Voici une lettre de Marion qu’il me paraît utile que vous lisiez. Prenez y un peu garde ; ménagez leurs sentiments. Comme vous le dites, ce sont des personnes de votre condition, et elles ont du cœur ; il faut qu'elles se sentent à l'aise avec vous. Vous êtes sujette à vous préoccuper trop exclusivement de ce qui se passe en vous, et pas assez de ce que pensent ou sentent les autres.
Voilà donc l'Empire. Je trouve qu’on a raison d'en finir. La délibération du mal ne sera certainement pas longue. Le vote universel prendra une quinzaine de jours. Puis la réunion du Corps législatif chargé de faire le dépouillement. Le second Empire pourra être inauguré au commencement de décembre, le même jour que le premier.
Reste la question du Pape. Ce qui me revient, par des catholiques fervents, est plutôt contraire à l’idée qu’il viendra. Mon instinct à moi est qu’il viendra si on le lui demande formellement. Mais formellement. Il faudra qu’il soit mis au pied du mur.

Onze heures
Génie m’avait écrit que le régime d’Andral vous réussissait mieux que celui de Chomel, que vous repreniez un peu d’appétit et de sommeil, qu’il vous trouvait lui-même meilleure mine. La même impression m'est revenu aussi d'ailleurs. Votre impression à vous me désole. Olliffe est si je ne me trompe, de l’avis d'Andral pour votre régime.
Les feuilles d'havas annoncent ce matin. que " la majorité qui va sortir de l’urne populaire dépassera par son chiffre, tous les résultats antérieurs, y compris le scrutin du 20 décembre. "
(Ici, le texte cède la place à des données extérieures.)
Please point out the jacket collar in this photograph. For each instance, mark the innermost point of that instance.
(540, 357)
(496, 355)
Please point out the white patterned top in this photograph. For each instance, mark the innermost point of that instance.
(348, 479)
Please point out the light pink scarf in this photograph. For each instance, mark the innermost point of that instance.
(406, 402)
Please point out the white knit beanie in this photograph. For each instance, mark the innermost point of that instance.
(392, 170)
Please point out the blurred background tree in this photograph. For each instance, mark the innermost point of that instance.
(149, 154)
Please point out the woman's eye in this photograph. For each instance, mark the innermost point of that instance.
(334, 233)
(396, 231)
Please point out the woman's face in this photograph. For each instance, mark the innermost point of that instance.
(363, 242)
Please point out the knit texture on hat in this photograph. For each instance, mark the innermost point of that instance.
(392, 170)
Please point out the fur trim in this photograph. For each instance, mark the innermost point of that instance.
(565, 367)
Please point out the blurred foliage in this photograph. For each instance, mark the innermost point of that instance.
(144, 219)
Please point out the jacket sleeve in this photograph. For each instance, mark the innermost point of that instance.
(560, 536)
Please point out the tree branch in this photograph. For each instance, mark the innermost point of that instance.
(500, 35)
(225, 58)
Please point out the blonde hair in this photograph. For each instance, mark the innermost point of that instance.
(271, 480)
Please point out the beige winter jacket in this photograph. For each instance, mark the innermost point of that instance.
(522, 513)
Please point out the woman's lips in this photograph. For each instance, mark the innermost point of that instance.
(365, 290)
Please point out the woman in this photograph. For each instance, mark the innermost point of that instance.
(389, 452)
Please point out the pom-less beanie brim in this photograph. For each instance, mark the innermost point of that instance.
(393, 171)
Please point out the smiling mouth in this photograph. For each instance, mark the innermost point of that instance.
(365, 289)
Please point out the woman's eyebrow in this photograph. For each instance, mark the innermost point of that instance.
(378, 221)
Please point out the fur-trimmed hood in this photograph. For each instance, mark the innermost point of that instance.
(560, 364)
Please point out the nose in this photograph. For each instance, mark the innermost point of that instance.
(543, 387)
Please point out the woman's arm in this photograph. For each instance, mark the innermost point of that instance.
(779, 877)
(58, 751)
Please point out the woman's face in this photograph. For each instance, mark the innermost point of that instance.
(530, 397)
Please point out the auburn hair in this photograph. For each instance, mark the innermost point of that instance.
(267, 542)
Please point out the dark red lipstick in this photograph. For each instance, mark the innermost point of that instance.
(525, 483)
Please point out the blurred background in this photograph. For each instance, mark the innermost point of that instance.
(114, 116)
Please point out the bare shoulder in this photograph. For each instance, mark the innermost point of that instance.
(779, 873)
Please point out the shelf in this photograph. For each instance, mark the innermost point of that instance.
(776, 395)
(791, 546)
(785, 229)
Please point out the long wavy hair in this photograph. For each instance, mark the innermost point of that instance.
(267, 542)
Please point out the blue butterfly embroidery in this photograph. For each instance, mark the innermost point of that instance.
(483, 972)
Je ne trouve pas qu’il y ait sujet d'être violent contre la mise en liberté d'Abdel Kader, et je suis plutôt porté à croire qu’elle n'aura pas d’inconvénient. L'Algérie doit être bien changée depuis six ans et lui-même bien dépaysé. Ce que je trouve de mauvais goût, ce sont les injures qu'à cette occasion les journaux du gouvernement nous disent à nous qui n'avons fait, dans cette occasion, que ce que le plus simple bon sens commandait alors et ce que le droit politique autorisait parfaitement. Adieu, Adieu. G.